Between my flesh and world’s fingers – Richter Fine Arts

di - 20 Gennaio 2022
Spesso mi chiedo in quale frammento di spazio e in quale scheggia di tempo si situi oggi la galleria di Tommaso Richter. E, soprattutto, in quale punto preciso il visitatore è costretto a inscrivere il proprio sguardo all’interno del meccanismo di una galleria che – nell’esigenza di provare a restituire una complessità oggi troppo spesso accantonata, in quanto istanza marginale non adatta al mercato –, ad ogni nuova mostra, da un lato si riorganizza secondo una forza centrifuga che decentra gli sguardi e gli strati di pensiero delineati nelle mostre precedenti e, dall’altro, ricuce questo vortice sotterraneo attraverso una forza centripeta che prova a creare una nuova densità intorno a cui affollare ulteriori geometrie di pensiero.
Richter Fine Art, Between my flesh and the world’s fingers, installation view, photo credits Giorgio Benni
Questa volta Richter presenta “Between my flesh and world’s fingers” una collettiva di cinque artisti: Grgur Akrap, Loren Erdrich, Katarina Janeckova, Jay Miriam e Marlon Wobst. Cinque artisti molto diversi tra loro, ma accomunati da un medesimo sentire: che la pittura si intreccia con il tessuto del mondo, dalla cui “carne” essa esplode, proprio come vi si intreccia il corpo vivente e percipiente dell’artista. Cinque artisti la cui pittura nasce in-between, “tra” essi e il mondo, in quello spazio interstiziale carnale che, invece di dividere, congiunge senziente e sentito. Le loro opere, perciò, mostrano il mondo, non duplicandolo, ma esibendone l’unità e la forza, rinviando a quel “calore” che costantemente le permea modellandole.

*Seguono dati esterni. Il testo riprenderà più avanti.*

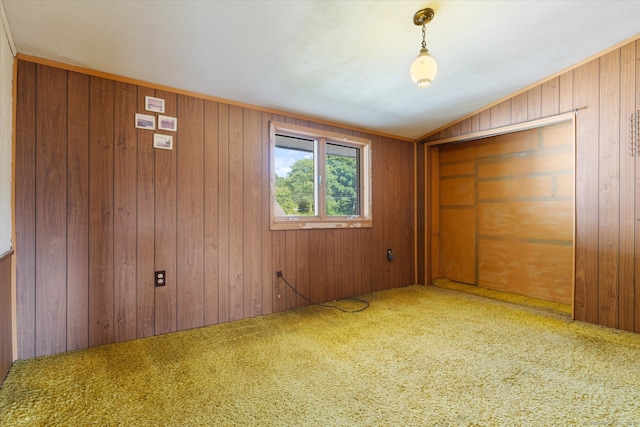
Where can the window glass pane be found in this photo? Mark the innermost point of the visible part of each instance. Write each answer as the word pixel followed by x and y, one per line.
pixel 343 180
pixel 294 163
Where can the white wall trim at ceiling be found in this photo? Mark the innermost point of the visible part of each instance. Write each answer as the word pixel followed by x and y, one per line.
pixel 7 30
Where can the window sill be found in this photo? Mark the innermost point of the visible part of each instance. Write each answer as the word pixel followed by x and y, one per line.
pixel 302 224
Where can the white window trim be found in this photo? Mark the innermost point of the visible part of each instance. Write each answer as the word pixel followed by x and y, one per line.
pixel 303 222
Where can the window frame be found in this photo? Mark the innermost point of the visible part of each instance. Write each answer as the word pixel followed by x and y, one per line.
pixel 321 220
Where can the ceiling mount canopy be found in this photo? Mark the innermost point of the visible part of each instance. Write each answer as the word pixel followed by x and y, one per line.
pixel 424 67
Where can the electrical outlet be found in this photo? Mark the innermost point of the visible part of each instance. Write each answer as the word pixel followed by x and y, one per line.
pixel 161 278
pixel 390 255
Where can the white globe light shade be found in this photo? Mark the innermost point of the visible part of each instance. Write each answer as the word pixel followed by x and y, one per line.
pixel 424 69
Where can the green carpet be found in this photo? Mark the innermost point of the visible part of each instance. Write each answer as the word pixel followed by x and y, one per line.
pixel 418 356
pixel 521 300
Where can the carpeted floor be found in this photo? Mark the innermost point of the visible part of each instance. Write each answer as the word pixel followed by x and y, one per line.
pixel 418 356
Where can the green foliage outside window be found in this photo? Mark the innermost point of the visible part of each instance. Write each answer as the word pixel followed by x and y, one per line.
pixel 295 192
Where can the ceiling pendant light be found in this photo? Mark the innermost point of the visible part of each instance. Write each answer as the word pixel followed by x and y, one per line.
pixel 424 67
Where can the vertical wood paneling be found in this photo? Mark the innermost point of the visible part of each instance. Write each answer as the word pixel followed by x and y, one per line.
pixel 278 244
pixel 534 103
pixel 318 278
pixel 566 92
pixel 302 266
pixel 519 108
pixel 6 324
pixel 211 219
pixel 604 92
pixel 223 211
pixel 268 277
pixel 78 213
pixel 586 94
pixel 609 189
pixel 252 215
pixel 550 97
pixel 101 175
pixel 51 210
pixel 145 250
pixel 236 212
pixel 501 114
pixel 190 211
pixel 199 212
pixel 25 206
pixel 627 190
pixel 290 270
pixel 637 210
pixel 125 214
pixel 166 226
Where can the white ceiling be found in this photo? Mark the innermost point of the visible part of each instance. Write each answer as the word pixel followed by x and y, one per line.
pixel 340 61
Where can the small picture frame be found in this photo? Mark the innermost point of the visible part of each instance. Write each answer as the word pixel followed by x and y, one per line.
pixel 145 121
pixel 167 123
pixel 162 141
pixel 154 104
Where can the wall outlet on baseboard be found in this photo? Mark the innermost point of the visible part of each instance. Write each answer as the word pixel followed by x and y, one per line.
pixel 160 278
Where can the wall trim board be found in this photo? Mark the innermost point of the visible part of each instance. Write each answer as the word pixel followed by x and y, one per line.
pixel 6 316
pixel 122 79
pixel 6 255
pixel 7 29
pixel 533 85
pixel 551 120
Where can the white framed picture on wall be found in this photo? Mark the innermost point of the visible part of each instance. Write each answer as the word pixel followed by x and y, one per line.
pixel 167 123
pixel 145 121
pixel 164 142
pixel 154 104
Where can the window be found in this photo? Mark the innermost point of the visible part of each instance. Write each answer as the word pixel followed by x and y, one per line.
pixel 319 179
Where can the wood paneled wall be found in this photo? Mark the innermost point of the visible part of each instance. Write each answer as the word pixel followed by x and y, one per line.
pixel 605 92
pixel 98 210
pixel 6 324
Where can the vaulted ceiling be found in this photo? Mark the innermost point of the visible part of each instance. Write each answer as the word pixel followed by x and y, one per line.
pixel 340 61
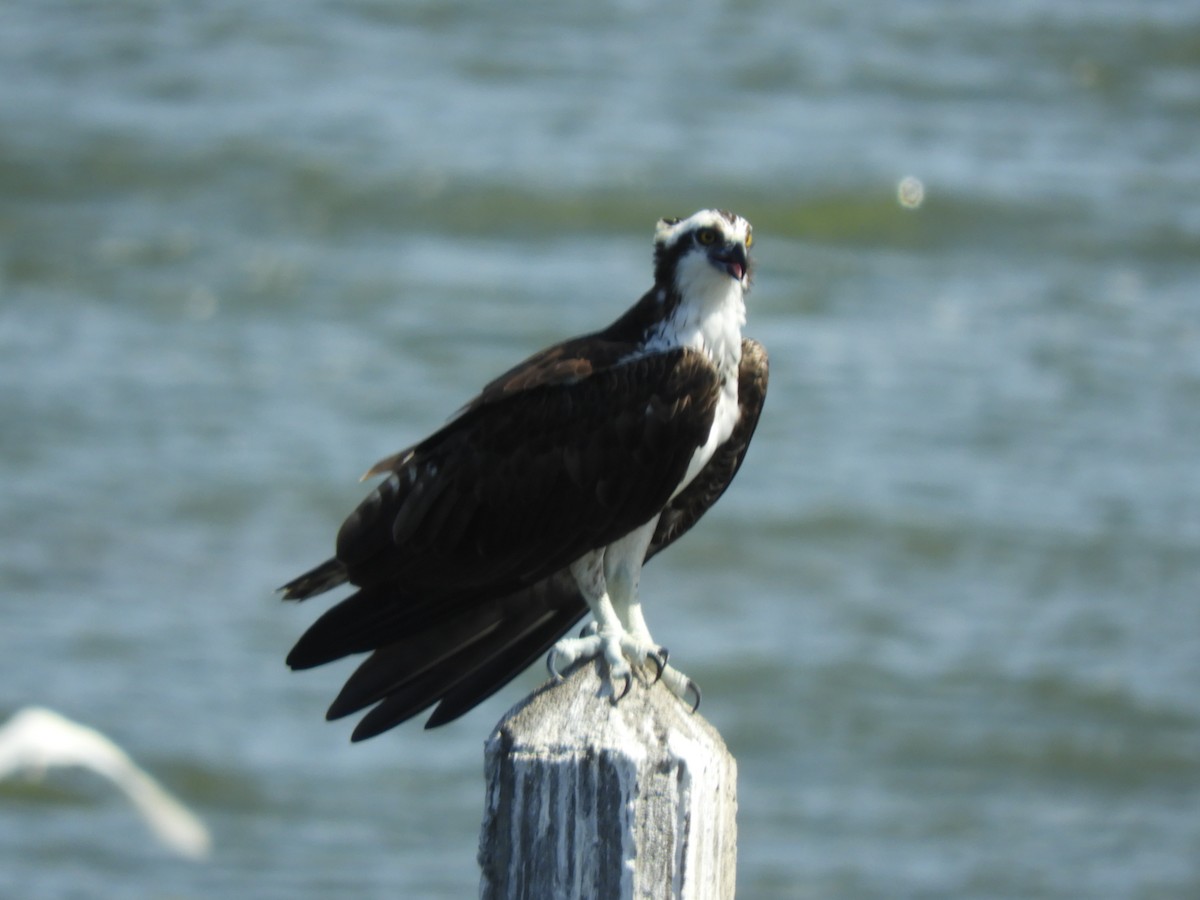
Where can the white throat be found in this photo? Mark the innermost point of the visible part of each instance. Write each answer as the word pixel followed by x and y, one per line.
pixel 709 316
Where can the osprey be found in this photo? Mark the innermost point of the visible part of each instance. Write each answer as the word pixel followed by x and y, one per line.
pixel 543 498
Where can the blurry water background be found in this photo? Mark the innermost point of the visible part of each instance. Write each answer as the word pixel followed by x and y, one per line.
pixel 947 618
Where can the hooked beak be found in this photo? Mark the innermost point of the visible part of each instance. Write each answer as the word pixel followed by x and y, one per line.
pixel 731 259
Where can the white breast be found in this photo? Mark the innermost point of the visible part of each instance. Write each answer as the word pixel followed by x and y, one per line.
pixel 726 417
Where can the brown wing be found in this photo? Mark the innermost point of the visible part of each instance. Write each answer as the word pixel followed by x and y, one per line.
pixel 461 648
pixel 529 480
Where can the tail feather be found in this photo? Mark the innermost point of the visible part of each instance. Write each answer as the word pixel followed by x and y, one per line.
pixel 316 581
pixel 503 667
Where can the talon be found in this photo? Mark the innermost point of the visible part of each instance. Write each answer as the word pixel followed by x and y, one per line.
pixel 660 663
pixel 629 684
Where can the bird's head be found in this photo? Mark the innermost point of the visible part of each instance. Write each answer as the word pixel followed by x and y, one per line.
pixel 709 246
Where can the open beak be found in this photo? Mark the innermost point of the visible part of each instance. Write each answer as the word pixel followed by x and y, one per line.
pixel 730 258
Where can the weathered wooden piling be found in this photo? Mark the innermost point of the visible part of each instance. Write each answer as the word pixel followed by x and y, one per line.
pixel 594 799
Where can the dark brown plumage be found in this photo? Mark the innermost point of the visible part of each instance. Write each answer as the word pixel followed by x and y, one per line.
pixel 461 555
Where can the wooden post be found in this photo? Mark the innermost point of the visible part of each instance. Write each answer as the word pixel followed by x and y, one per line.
pixel 588 798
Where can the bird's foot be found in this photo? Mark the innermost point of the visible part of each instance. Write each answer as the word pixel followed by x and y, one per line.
pixel 681 685
pixel 618 651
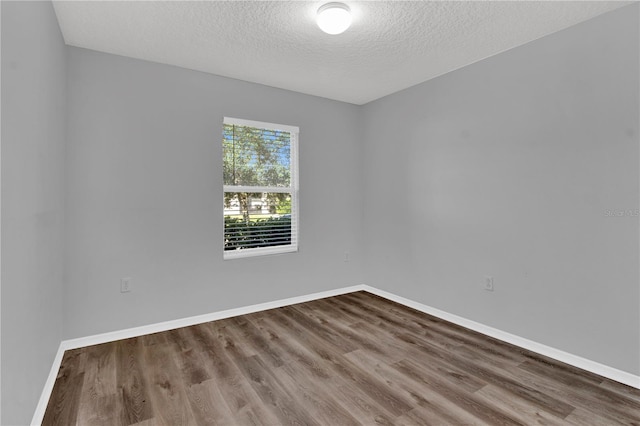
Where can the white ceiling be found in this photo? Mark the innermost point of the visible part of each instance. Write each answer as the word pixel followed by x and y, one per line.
pixel 390 46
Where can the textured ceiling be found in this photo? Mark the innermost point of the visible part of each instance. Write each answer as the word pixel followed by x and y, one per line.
pixel 390 46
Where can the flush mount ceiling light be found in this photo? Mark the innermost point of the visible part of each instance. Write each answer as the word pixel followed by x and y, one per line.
pixel 334 18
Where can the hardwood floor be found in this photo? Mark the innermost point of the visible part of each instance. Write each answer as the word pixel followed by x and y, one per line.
pixel 355 359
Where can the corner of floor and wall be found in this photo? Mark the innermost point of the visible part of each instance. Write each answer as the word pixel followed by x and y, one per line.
pixel 523 167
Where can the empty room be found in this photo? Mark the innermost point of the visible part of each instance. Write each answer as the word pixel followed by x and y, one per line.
pixel 320 213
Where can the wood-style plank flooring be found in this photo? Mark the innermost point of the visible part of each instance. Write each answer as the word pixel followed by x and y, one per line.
pixel 355 359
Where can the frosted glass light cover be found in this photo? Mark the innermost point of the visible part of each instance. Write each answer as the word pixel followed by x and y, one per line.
pixel 334 18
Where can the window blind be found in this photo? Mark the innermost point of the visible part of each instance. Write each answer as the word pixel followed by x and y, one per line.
pixel 260 188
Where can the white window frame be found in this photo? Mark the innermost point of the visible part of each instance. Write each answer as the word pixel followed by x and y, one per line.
pixel 293 189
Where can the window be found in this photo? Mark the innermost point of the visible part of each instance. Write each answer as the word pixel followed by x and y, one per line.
pixel 260 188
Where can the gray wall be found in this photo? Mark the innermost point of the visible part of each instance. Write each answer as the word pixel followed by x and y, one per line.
pixel 33 138
pixel 144 194
pixel 507 168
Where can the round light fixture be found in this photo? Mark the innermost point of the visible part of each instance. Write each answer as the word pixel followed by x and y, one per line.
pixel 334 18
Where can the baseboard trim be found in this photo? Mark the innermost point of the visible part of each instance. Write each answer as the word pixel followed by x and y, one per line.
pixel 568 358
pixel 97 339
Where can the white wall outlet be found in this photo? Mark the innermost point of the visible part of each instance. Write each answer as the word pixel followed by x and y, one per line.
pixel 125 285
pixel 488 283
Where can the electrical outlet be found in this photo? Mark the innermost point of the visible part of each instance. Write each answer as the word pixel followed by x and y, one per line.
pixel 488 283
pixel 125 285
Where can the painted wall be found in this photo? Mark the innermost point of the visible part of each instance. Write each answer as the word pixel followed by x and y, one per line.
pixel 144 194
pixel 511 168
pixel 33 152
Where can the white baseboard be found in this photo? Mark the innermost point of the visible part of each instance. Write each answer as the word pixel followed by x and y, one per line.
pixel 583 363
pixel 97 339
pixel 568 358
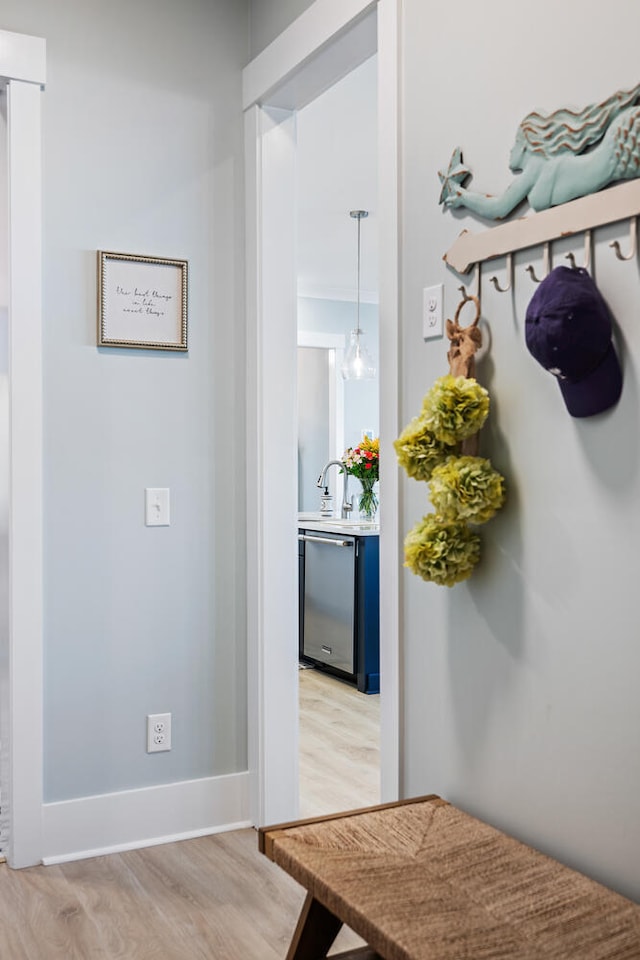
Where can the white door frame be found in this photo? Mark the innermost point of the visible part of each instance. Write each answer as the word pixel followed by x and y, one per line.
pixel 324 43
pixel 336 343
pixel 22 75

In questa mostra, infatti, ogni singola opera ci riporta la traccia di un’infiammazione; ogni opera è l’immagine di una bruciatura e di un continuare a bruciare che irradia il vuoto in cui si inserisce la pittura. È come se nelle loro opere questi artisti – ognuno a suo modo – abbiano voluto captare e tradurre in immagini quelle parole sorde, quelle voci, quegli accenti, quella lingua intramata di sottintesi, di interpunzioni, di cesure, ma soprattutto di silenzio, che il mondo mormora, che il pensiero comune preferisce ignorare, e che essi, invece, ascoltano. E nel restituire, mediante i segni tracciati dalla mano, il modo in cui il loro occhio è stato “toccato” dal mondo, essi donano esistenza visibile a ciò che la visione profana crede invisibile e spesso invivibile. Qualità, luci, ombre, colori, superfici, profondità, sono davanti a noi, nelle opere esposte, soltanto perché hanno risvegliato in questi artisti un’eco nel loro corpo, soltanto perché essi li hanno accolti, selezionati e messi insieme sulla base di una formula nascosta, bilanciando sapientemente controllo e assenza di controllo, intenzionalità e casualità, calcolo e imprevisto.
Richter Fine Art, Between my flesh and the world’s fingers, installation view, photo credits Giorgio Benni
Insomma, sono artisti che tentano di bypassare il linguaggio ordinario affidandosi a quello della pittura. E, anche laddove catturano momenti di vita quotidiana, cercano di sospendere quel patto di coesistenza che ci siamo illusi di aver concluso con il mondo. Non si limitano mai a enunciare ciò che già conosciamo, ma al contrario ci introducono a esperienze e prospettive nuove, facendoci sbarazzare dei nostri pregiudizi. Prospettive, però, che saranno nostre solo a condizione che i nostri occhi si lascino sorprendere da queste configurazioni di spazio e di colore e si lascino catapultare in un viaggio imprevisto attraverso sensazioni, pulsioni e desideri sepolti, alla ricerca di concrete emozioni.
E nel momento in cui siamo “raggiunti” dall’opera, senza nessun altro intermediario, senza nessun’altra guida se non un certo tracciato del pennello, reincrociamo misteriosamente il senso del gesto che l’ha creata. Ed ecco che, tutt’a un tratto, i dati attuali significano ben oltre ciò che manifestano. Le forme che prima ci apparivano chiare e definite, ci giungono sfocate, porose e, allo stesso tempo, scintillanti; “sanguinano”, come se spargessero sotto i nostri occhi la loro sostanza. Possiamo decidere di fissare un fuoco, di rassicurarci in un’immagine riconciliata e riconoscibile. Oppure rischiare di lasciar fare al nostro desiderio, lasciandogli impostare un autofocus che selezioni l’immagine secondo le sue regole e le sue leggi. Ma tutto ciò – è bene che lo sappiamo – può diventare un gioco pericoloso.